London Y. M.: Christian faith and practice, 1960, no. 312.
Prayer is Communion
Prayer, then, is communion, whether it take the form of petition, intercession, thanksgiving, or whether it be just the quiet unveiling of the heart to a trusted friend, the outpouring of the soul to the one who is nearest of all.
William Littleboy: The meaning and practice of prayer, 1937, p. 10. Article in The Friend (London), vol. 95 (1937), p. 176, reprinted as a pamphlet.
The Aspiration of the Soul
Prayer is the aspiration of the soul. It is man's communion with God and is an essential to religious life. The result of prayer becomes apparent in the nobler lives of those who are constant in its exercise. We, individually, should cultivate the habit of turning to God at all times, and of seeking Divine guidance in all things that we may, in truth, be led by Him. Vocal prayer, when prompted by a deep concern and a sense of human need, is a vital part of public worship and often helps those assembled to come into the consciousness of God's presence.
New York Yearly Meeting: Discipline, 1950, p. 9.
The Riches of their Interior Lives
When I first became associated with the Society of Friends my interest in prayer as a meaningful possibility for adult people was revived. This was largely because so many of the Quakers I knew displayed such a positive attitude to life. Their personalities and characters revealed an integrity, power and security to which their practice of prayer clearly contributed. For them prayer was a joyful, natural thing: the possession of the riches of their interior lives. They spoke of it as the means by which they held a regular simple communion with a loving God, which coloured their lives with tranquillity. I was particularly struck by the fact that those of them who seemed most sincere, real people were reluctant to use the word prayer too easily. At the time that I was going to my tribunal as a conscientious objector, and specially needed their support they said they would "think of me." Whereas most other Christians would have offered to "pray for me." I knew that the thinking of my Quaker friends would be a deeply sincere imaginative, involved activity based upon their loving concern for me as a person, and coupled with their real experience of a loving purpose arising within but transcending normal life.

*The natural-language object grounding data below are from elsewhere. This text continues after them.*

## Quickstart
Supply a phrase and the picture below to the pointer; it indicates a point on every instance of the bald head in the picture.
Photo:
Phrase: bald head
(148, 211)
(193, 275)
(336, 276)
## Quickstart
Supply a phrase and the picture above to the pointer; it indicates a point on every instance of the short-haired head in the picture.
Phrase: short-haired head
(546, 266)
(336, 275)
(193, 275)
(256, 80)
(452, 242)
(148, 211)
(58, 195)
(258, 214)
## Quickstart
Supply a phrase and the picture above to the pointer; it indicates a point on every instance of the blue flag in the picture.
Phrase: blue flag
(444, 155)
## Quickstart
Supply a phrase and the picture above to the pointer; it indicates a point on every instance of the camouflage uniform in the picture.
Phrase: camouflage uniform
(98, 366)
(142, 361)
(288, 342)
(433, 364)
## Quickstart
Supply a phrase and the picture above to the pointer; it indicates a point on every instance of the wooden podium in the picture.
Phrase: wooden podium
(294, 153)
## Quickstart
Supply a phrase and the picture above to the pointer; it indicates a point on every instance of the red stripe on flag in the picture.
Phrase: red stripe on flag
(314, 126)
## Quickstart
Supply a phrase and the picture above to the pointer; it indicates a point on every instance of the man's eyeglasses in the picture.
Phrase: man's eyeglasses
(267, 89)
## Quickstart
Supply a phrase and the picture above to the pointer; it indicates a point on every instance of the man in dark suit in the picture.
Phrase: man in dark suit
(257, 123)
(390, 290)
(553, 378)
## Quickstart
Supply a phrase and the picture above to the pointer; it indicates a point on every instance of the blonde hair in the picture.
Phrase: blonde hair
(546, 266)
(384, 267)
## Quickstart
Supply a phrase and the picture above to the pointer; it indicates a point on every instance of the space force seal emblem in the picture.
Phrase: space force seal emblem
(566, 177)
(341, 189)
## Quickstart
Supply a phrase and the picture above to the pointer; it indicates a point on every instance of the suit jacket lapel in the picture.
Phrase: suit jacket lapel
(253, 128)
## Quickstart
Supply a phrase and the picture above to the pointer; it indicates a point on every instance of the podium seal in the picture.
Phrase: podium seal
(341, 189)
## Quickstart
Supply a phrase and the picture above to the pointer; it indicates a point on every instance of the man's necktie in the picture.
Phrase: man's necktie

George H. Gorman: The amazing fact of Quaker worship (Swarthmore lecture), 1973, p. 82.
The Right Relationship With God
And let us remember that true prayer begins when we put aside spasmodic, erratic and irregular efforts, when we take ourselves in hand and subject ourselves to a discipline, when we order our existences according to the principles which will deepen the life of prayer, knowing that the right relationship with God is of prime importance and that prayer is at the heart of it. Gradually, irrevocably, we find as we walk the path that every part of our lives calls for revision: routine, recreation, relationships with others, perhaps even our vocation all must be brought together so as to operate from the center.
Helen Hole: Prayer (Pendle Hill pamphlet, no. 123), 1962, p. 19.